Color accuracy is another aspect of display quality, measured in DeltaE, which is the deviation between the true color and the representation of that color on the display, as measured with a colorimeter. Color accuracy tests display a sequence of 70 different colors, measuring the accuracy of each, and then averaging the accuracy overall (Average DeltaE). A lower number indicates a smaller deviation, and thus greater color accuracy.
Connectivity: Common Ports Add to Ease of Use
While ultrabooks tend to shed many of the common laptop features in the pursuit of thinner chassis designs – ditching such common options as optical drives and Ethernet ports – there are still plenty of ports and inputs on offer, but each machine will have its own mix of connections. For our evaluation, we looked to balance capability with ease of use. A USB 3.0 port is significantly faster than the older USB 2.0 standard, but both are often included on a system, making an all-3.0 system uncommon, even though it's the preferred choice. A newer standard, USB Type-C, is also starting to make its way onto the market, but it requires an aftermarket adapter for use with most USB-equipped products, so it isn't necessarily an asset since the new port isn't the most straightforward or simple to use.
Video outputs are another common connection, with HDMI serving as the standard, but many manufacturers opt for equivalent ports, like a mini DisplayPort or Thunderbolt 2. While there are monitors and HDTVs that accept these other video connections, they lack the ubiquity of HDMI and often require yet another adapter to work with standard connections.

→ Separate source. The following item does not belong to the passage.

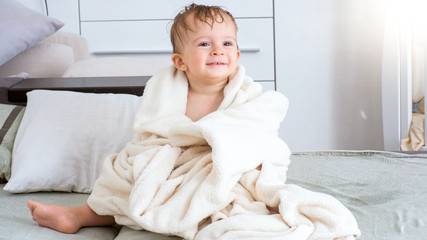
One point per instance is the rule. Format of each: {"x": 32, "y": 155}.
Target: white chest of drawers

Help & Support: Warranties and More
With any tech product you’ll want to be able to get assistance when things get complicated or stop working. We also took into account the ease of reaching support, be it via phone, online chat or social media. We also included information from Laptop Mag's independent customer service testing in our rankings.
Best Ultrabooks: Our Verdict and Recommendations
The Gold Award winner is the Lenovo Yoga 900, a 2-in-1 ultrabook that offers both laptop and tablet functionality in one of the thinnest and lightest systems we reviewed. The Yoga 900 is outfitted with an Intel Core i7-6500U, one of Intel’s new Skylake processors, which propelled it to the top of the charts in both performance and graphics capability. Paired with a gorgeous display and rich selection of ports and features, the Lenovo sets the bar for almost every category on our list. The fact that it can be flipped around from a laptop to tablet with ease is just a bonus.
The VAIO Z flip is our Silver Award winner, with a premium 2-in-1 design that looks and feels luxurious, even alongside other high-end designs. The VAIO Z flip also boasts some of the best performance in the category thanks to an Intel Core i7-6567U processor, part of Intel’s new Skylake line; and leads in graphics performance thanks to Intel Iris graphics.
The Samsung Notebook 9 Spin is our Bronze Award winner as an ultrabook that combines solid performance with a convenient, flexible design and impressive 3200 x 1800 display. With more than 9 hours battery life, a slim chassis and coming in at less than 3 pounds, the Samsung Notebook 9 Spin is a great ultrabook for use on the go.